Ce projet de loi propose d’autres mesures pour lutter contre la fraude fiscale et notamment le renforcement des sanctions et l’instauration à Bercy d’une nouvelle police fiscale. Celle-ci rassemblera une cinquantaine de fonctionnaires et viendra concurrencer le département qui, au sein du ministère de l’Intérieur, suit ces affaires de délinquance. S’il peut être concevable de renforcer les effectifs de lutte contre la fraude fiscale, il ne paraît guère approprié de recréer entre services une guerre comme celle qui empoisonne depuis toujours la police et la gendarmerie ou d’alimenter des polémiques comme celles qui se perpétuent entre le RAID et le GIGN.
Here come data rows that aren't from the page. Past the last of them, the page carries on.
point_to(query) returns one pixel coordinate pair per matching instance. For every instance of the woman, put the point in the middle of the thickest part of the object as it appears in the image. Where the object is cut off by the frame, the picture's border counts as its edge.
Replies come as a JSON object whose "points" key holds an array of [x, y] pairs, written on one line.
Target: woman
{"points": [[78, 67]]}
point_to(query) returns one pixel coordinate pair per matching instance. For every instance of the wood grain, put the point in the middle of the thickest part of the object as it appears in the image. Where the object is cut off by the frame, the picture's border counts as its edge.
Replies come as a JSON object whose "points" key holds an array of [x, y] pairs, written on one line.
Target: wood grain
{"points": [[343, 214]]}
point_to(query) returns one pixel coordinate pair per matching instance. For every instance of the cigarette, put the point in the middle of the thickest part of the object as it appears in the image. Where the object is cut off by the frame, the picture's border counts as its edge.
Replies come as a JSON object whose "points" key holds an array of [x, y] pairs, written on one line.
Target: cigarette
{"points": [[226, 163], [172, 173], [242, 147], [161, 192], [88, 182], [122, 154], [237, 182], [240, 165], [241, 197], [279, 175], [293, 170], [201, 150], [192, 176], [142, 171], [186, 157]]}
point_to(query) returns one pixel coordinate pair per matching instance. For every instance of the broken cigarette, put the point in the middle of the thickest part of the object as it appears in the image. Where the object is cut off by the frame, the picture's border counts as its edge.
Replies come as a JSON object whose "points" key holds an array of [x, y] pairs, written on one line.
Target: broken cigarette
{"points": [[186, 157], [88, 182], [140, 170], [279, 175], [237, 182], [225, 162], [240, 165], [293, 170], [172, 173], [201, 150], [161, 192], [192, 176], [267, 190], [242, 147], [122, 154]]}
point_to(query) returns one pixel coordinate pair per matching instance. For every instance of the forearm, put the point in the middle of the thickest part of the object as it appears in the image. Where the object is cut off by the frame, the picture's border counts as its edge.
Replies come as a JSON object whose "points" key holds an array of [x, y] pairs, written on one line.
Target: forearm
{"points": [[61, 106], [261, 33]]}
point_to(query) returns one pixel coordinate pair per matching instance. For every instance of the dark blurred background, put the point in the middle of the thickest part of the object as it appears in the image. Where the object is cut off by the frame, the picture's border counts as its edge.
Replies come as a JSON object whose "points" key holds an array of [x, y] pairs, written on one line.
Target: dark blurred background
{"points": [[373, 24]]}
Le gouvernement souhaite en sus sanctionner les « tiers complices de fraude fiscale et sociale », qu’il appelle des officines (cabinets d’avocats, sociétés de conseil…) ayant élaboré des montages frauduleux ou abusifs. Certes, il va des soi que les conseils ne peuvent pas impunément être complices de la fraude de leurs clients. Il n’y a pas besoin d’une loi nouvelle pour les en punir. Quant aux avocats leur déontologie renforce encore leur devoir de respect de la légalité. Cette mesure est extrêmement dangereuse en ce sens qu’elle risque de priver les citoyens de conseils objectifs et indépendants. La fiscalité n’est pas toujours blanche ou noire, et elle est de plus en plus grise par la faute du législateur et de l’administration dont les lois et règlements sont de plus en plus obscurs. Le rôle des conseils est d’essayer d’interpréter le droit et de le faire progresser avec prudence et discernement. Seront-ils muselés à l’avenir par peur d’évoquer la possibilité de prendre des décisions susceptibles ultérieurement d’être considérées irrégulières ? Un exemple récent est celui des apports d’actions de sociétés à une autre société avec soulte en sursis d’imposition qui a été permis par la loi pendant 25 ans, sur la base de directives européennes, jusqu’à ce qu’en 2016 l’administration considère, à tort du point de vue de la quasi-totalité des spécialistes de la question, qu’il s’agit d’un abus de droit, assorti de 80% de pénalités, et engage des centaines de redressements pour des montants parfois considérables. Sous l’emprise de la nouvelle loi, les avocats qui ont mis en œuvre ces schémas en toute bonne foi seraient également poursuivis !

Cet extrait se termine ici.